Few movies get as smug and full of itself as director Guy Ritchie’s new feature “The Gentlemen.”
The movie stars Matthew McConaughey as Mickey Pearson. Mickey is the kingpin of a crime organization that grows marijuana in the United Kingdom on land owned by wealthy British citizens. After building his empire up, though, Mickey is looking to get out of the “business” and settle down.
To do so, Mickey is holding meetings with Matthew (Jeremy Strong), a wealthy interested party. However, one night, a tabloid journalist named Fletcher (Hugh Grant) introduces information to Mickey’s right hand man Ray (Charlie Hunnam) that could throw a wrench in the situation.
“The Gentlemen” is a film that thinks it’s smarter than it really is. The movie’s script, also by Ritchie, is way too overwritten and punched up with edgy dialogue and smarmy characters. When all is said and done, though, it doesn’t really mean anything.
The film is so lacking in depth or insight with both its characters and narrative.
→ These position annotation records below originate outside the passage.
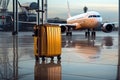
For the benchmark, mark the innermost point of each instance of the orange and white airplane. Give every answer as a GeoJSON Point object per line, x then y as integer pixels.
{"type": "Point", "coordinates": [89, 20]}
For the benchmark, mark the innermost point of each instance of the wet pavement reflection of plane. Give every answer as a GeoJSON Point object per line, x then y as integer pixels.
{"type": "Point", "coordinates": [87, 48]}
{"type": "Point", "coordinates": [17, 61]}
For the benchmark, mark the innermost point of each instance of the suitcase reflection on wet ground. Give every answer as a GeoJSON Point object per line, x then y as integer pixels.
{"type": "Point", "coordinates": [47, 70]}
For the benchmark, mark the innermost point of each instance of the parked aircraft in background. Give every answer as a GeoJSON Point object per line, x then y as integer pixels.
{"type": "Point", "coordinates": [89, 20]}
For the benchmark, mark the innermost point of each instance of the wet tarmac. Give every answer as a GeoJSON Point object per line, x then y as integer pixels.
{"type": "Point", "coordinates": [82, 59]}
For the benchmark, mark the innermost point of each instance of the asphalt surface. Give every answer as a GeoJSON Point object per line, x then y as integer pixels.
{"type": "Point", "coordinates": [81, 58]}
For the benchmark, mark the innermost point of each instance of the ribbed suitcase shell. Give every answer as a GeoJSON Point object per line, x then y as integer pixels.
{"type": "Point", "coordinates": [50, 41]}
{"type": "Point", "coordinates": [49, 71]}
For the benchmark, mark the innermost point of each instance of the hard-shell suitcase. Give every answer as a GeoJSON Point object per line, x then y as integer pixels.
{"type": "Point", "coordinates": [48, 44]}
{"type": "Point", "coordinates": [47, 71]}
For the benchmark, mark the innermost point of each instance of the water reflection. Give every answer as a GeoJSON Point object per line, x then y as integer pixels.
{"type": "Point", "coordinates": [107, 42]}
{"type": "Point", "coordinates": [86, 49]}
{"type": "Point", "coordinates": [47, 71]}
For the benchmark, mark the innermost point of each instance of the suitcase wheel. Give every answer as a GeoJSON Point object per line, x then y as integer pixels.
{"type": "Point", "coordinates": [43, 58]}
{"type": "Point", "coordinates": [52, 58]}
{"type": "Point", "coordinates": [59, 58]}
{"type": "Point", "coordinates": [36, 58]}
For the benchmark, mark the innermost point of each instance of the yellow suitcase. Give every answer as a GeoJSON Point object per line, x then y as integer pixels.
{"type": "Point", "coordinates": [49, 42]}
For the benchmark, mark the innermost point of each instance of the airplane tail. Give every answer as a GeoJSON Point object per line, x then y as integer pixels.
{"type": "Point", "coordinates": [68, 9]}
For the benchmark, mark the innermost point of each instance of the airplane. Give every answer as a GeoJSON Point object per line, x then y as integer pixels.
{"type": "Point", "coordinates": [89, 20]}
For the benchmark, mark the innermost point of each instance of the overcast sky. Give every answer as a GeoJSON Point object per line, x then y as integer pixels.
{"type": "Point", "coordinates": [58, 8]}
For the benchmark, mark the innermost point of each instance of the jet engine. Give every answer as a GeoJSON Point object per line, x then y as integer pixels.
{"type": "Point", "coordinates": [108, 27]}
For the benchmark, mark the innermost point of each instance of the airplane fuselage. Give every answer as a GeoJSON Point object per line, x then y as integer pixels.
{"type": "Point", "coordinates": [86, 20]}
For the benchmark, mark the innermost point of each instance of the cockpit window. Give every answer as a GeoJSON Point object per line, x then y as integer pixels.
{"type": "Point", "coordinates": [91, 16]}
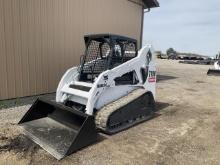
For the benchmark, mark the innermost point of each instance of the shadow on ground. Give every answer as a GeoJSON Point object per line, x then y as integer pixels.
{"type": "Point", "coordinates": [23, 101]}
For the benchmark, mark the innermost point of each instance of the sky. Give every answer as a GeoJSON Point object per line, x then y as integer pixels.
{"type": "Point", "coordinates": [191, 26]}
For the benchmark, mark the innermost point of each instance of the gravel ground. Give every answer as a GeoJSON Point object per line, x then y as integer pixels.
{"type": "Point", "coordinates": [185, 131]}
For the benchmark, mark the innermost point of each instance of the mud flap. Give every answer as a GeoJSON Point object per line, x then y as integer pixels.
{"type": "Point", "coordinates": [58, 129]}
{"type": "Point", "coordinates": [213, 72]}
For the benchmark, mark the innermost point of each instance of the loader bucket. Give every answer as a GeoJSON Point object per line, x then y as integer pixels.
{"type": "Point", "coordinates": [58, 129]}
{"type": "Point", "coordinates": [213, 72]}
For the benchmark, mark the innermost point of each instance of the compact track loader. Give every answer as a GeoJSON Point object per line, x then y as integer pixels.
{"type": "Point", "coordinates": [112, 90]}
{"type": "Point", "coordinates": [216, 70]}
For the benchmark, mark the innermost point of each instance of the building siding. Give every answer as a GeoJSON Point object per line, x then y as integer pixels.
{"type": "Point", "coordinates": [41, 39]}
Now, in all fairness it’s not like a movie needs to particularly deep in some genres, but when a movie tries to come across so clever, one would expect something less shallow.
There is some intrigue just in terms of how these people in underground professions may double cross one another, but there’s so little emotional investment here and very few engaging moments.
While the movie boasts an impressive cast, the characters they portray don’t help things much. McConaughey’s strong screen presence and charm is hindered here by the rather generic gangster character he’s playing.
Strong, meanwhile, gives a weird performance seemingly just for the sake of being weird, while Hunnam is kind basically a standard second in command type. Worst of all, though, is Grant’s character. He’s written to come across as just so edgy and cool, but it ends up being lame.
It’s also unfortunate that the only female character Rosalind, played by Michelle Dockery, is wasted here. She doesn’t get involved in the film much until the end when the character is used as a plot device that includes attempted rape.
Colin Farrell comes in the second act and his character is probably the only one who actually has some meaning. However, he remains very much a secondary character.
Ritchie’s latest film is a rather forgettable piece. It’s competently made and features a strong cast that at least makes it watchable, but it just feels so hollow and the script tries way too hard. 2.0 out of 5.